Justice Roberts’s clumsy opinion threatens the initiative process in 26 states.
Chief Justice John Roberts has done it again. His twisted reasoning in last year’s Obamacare ruling wasn’t the only unpleasant surprise he’s sprung on supporters of the rule of law.
His majority 5-to-4 opinion in California’s Proposition 8 case — throwing the issue back to California because plaintiffs lacked standing to argue in his court — is as bizarre as his Obamacare decision. His opinion was joined by an ideological tossed salad of justices that ranged from Ruth Bader Ginsburg to Antonin Scalia. But the fact that its list of supporters is unusual doesn’t mean it won’t present real problems for both liberals and conservatives when it comes to democratic freedoms. Has the initiative process in 26 states now been fatally undermined?

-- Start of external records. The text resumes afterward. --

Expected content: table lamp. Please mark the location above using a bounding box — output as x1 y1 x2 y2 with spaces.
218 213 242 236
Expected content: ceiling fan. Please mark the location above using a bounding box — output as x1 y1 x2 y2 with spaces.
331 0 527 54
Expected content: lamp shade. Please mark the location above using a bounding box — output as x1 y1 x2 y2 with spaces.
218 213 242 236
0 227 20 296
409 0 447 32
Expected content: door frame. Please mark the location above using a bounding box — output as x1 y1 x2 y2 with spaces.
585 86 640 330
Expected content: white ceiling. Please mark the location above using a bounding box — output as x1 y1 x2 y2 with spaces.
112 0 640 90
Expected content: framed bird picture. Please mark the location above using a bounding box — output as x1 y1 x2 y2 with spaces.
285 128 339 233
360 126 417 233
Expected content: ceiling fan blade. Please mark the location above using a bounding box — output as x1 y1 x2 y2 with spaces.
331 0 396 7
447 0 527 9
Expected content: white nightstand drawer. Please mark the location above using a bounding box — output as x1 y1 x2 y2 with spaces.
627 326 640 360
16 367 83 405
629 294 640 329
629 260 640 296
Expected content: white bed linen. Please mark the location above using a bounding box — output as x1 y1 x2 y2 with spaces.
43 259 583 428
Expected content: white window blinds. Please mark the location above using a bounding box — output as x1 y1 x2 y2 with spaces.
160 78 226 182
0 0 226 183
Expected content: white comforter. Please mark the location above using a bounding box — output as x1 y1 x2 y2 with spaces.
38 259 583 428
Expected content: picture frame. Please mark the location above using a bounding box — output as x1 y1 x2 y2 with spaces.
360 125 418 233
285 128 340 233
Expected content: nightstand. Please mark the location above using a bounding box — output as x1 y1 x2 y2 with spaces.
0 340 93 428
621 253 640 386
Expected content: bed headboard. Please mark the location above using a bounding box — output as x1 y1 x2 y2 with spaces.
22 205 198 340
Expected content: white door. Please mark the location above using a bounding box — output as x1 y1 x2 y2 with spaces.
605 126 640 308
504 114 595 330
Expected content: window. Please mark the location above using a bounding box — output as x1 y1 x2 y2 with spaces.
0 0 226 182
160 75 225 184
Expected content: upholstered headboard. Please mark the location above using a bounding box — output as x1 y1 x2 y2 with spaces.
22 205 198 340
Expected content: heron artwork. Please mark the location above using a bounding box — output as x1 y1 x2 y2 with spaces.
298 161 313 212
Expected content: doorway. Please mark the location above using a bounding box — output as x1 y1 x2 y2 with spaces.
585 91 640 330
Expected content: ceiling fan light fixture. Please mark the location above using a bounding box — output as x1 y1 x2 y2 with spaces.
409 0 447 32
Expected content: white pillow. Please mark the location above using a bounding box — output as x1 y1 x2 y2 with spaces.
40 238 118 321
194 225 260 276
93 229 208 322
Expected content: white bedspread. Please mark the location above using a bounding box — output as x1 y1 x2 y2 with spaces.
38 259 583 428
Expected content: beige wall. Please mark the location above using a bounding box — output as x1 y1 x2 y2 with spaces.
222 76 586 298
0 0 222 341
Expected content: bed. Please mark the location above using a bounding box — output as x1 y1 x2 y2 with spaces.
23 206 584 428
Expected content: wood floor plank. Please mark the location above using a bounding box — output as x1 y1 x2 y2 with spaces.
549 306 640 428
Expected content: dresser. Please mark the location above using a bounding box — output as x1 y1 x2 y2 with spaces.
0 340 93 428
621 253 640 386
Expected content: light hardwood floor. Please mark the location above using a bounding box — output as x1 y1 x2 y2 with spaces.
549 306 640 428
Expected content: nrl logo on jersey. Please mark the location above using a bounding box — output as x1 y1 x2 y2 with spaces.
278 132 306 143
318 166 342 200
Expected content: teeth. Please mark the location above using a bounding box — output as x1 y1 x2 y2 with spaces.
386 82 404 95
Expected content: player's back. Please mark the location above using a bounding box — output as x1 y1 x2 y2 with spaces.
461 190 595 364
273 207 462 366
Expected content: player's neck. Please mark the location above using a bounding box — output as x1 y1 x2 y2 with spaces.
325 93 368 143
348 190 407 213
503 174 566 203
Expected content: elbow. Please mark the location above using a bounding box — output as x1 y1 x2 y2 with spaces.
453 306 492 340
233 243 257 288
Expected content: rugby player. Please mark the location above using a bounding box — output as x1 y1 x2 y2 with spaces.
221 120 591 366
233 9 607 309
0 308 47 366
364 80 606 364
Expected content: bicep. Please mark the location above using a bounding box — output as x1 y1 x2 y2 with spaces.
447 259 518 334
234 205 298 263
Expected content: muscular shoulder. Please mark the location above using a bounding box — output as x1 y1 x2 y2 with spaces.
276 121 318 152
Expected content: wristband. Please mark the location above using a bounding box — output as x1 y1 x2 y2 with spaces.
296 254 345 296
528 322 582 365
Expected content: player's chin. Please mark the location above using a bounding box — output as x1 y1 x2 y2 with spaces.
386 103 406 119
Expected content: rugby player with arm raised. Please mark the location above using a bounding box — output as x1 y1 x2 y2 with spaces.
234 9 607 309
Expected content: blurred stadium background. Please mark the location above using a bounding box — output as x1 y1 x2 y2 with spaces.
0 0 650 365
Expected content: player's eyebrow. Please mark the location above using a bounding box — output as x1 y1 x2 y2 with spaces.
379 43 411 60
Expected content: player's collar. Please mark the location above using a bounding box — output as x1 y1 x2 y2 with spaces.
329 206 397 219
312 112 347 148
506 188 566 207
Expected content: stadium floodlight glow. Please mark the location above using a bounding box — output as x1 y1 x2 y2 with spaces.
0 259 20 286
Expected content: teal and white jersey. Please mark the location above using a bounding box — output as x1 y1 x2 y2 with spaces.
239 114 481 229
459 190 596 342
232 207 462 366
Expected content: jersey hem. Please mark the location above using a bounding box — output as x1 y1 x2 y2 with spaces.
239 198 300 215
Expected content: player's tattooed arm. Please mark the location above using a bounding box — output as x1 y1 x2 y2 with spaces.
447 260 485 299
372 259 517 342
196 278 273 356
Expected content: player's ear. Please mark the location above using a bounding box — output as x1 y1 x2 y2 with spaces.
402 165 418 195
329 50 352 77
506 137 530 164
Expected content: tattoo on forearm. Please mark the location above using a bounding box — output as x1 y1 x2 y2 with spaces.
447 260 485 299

Chief Justice Roberts’s opinion held that supporters of Proposition 8, which 52 percent of California voters used in 2008 to define marriage as between only a man and a woman, lacked standing to defend the measure in federal court after state officials refused to defend the law in court. Supporters could fight for Prop 8 in California courts, the court said, because California recognized their standing, but they can’t appeal in federal court because they don’t have standing that meets federal rules. Since a federal district court had previously ruled Proposition 8 unconstitutional, supporters of gay marriage claim the Supreme Court has effectively made gay marriage the law in California.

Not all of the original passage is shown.